To what will the vital organs, which the Egyptians
removed for 40 days, the length of time Moses purified,
preparing to receive
thou shalt not kill, thou shalt not steal, thou shalt
have no other God’s before me,
be returned?
He claimed his tribe was Vulcan—
“a humanoid race that attempts to live
by reason and logic with no interference from emotion”
which almost describes him
except for a few sporadic and irrational attachments.
Instead of the last priestly ritual—
“the opening of the mouth—magically gives
the mummy the ability to speak and eat again”

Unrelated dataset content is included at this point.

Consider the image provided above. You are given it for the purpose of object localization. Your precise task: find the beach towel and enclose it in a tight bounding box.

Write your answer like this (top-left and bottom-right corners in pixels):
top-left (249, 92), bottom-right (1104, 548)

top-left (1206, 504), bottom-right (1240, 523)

a rabbi says for him, that his name, Malmed, derives
from the Hebrew for teacher, and what Andy
last taught us was about dignity and grace;
how he tried to soften it for all of us, maybe especially me,
a sponge on the bottom of the ocean of ill-fate,
one person after another drifting away.
The rabbi showed us Andy’s sign—
how to let go the grasp, unclench the fingers,
add the index finger to the thumb, press the others together.
Not goodbye, but command:
“live long and prosper.”
Betsy Fogelman Tighe has published widely in small literary magazines, including TriQuarterly 74, for which she was nominated for a Pushcart Prize, and Verseweavers, Number 14 and Fall 2015 for which she was awarded, respectively, third prize in the New Poets and first prize in the Dueling Judges category by the Oregon State Poetry Association. In 2016, she was a finalist for the Snake Nation Press Violet Reed Haas Poetry Prize. She had the opportunity to apprentice at American Poetry Review during her college years, and currently works as a teacher-librarian in Portland, OR, where she lives happily with one college-going child.